Process development is interwoven with product design. For example, in the Thai sausage example a standard fermentation process was chosen for the Plackett and Burnam experiments, and then in the later studies on the starter cultures, the processing variables of temperature and humidity were also studied during fermentation. The Thai sausage processing was divided into three parts: raw material preparation (mincing of meat, cooking of rice), mixing of the raw materials and stuffing into the sausage casings, and fermentation. The first two parts were kept standard throughout and only the fermentation conditions were varied.

This division of the process into its individual parts is the method used in either analysing a current process for a new product (process analysis) or for building a new process for a new product (process synthesis). The individual parts and then the connections between them are studied to give the optimal overall process. There are three aspects of studying processing: unit operations, unit processes and processing limits:

      Unit operations. These are the physical processes such as heating,
            pasteurisation, sterilisation, freezing, chilling, drying, mixing,
            emulsifying, tumbling, pumping, conveying, packing.
            They can be grouped into separation processes, assembly (or
            combining) processes, conversion processes and preservation
            processes. There are more than a hundred unit operations used
            in food processing.

      Unit processes. These are the chemical, biological and microbiological
            changes such as gelatinisation, hydrolysis, oxidation, browning,
            protein denaturation, vitamin destruction, destruction and growth
            of micro-organisms, fruit ripening and meat tenderising.
            There are a number of these reactions occurring together in a
            food process and this leads to a complicated study in design.
            In the past much of the knowledge was empirical, but gradually
            basic quantitative studies of the rates of these reactions are leading
            to more directed process design.

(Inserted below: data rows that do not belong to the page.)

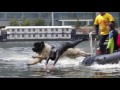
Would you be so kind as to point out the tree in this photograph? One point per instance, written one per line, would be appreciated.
(38, 22)
(14, 22)
(77, 24)
(25, 22)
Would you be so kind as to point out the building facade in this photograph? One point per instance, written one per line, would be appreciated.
(37, 33)
(54, 18)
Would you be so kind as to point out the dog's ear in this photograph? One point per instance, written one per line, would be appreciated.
(36, 44)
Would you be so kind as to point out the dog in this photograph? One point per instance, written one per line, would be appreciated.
(43, 51)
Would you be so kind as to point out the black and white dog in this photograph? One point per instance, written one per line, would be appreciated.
(45, 51)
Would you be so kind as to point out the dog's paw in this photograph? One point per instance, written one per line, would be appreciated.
(85, 39)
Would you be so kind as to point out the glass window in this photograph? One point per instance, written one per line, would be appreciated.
(40, 35)
(40, 30)
(56, 35)
(56, 29)
(13, 35)
(31, 15)
(22, 35)
(2, 16)
(18, 30)
(52, 35)
(29, 30)
(22, 30)
(33, 30)
(29, 35)
(67, 35)
(18, 35)
(45, 34)
(33, 35)
(45, 29)
(67, 29)
(13, 30)
(10, 15)
(52, 29)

      Processing limits (maximum and minimum). These can be
            temperatures, rates of increase/decrease in temperature, viscosities,
            mixing speeds, shear rates and pH, as well as processing times,
            availability and cost of equipment and services such as water
            quantity and steam pressures.

The combination of basic knowledge of food processing which has been built up over the last twenty years and the use of computers has led to a great deal of change in food product design and process development from the recipe testing of the past to systematic design based on process engineering principles and knowledge of food chemistry, biochemistry and microbiology.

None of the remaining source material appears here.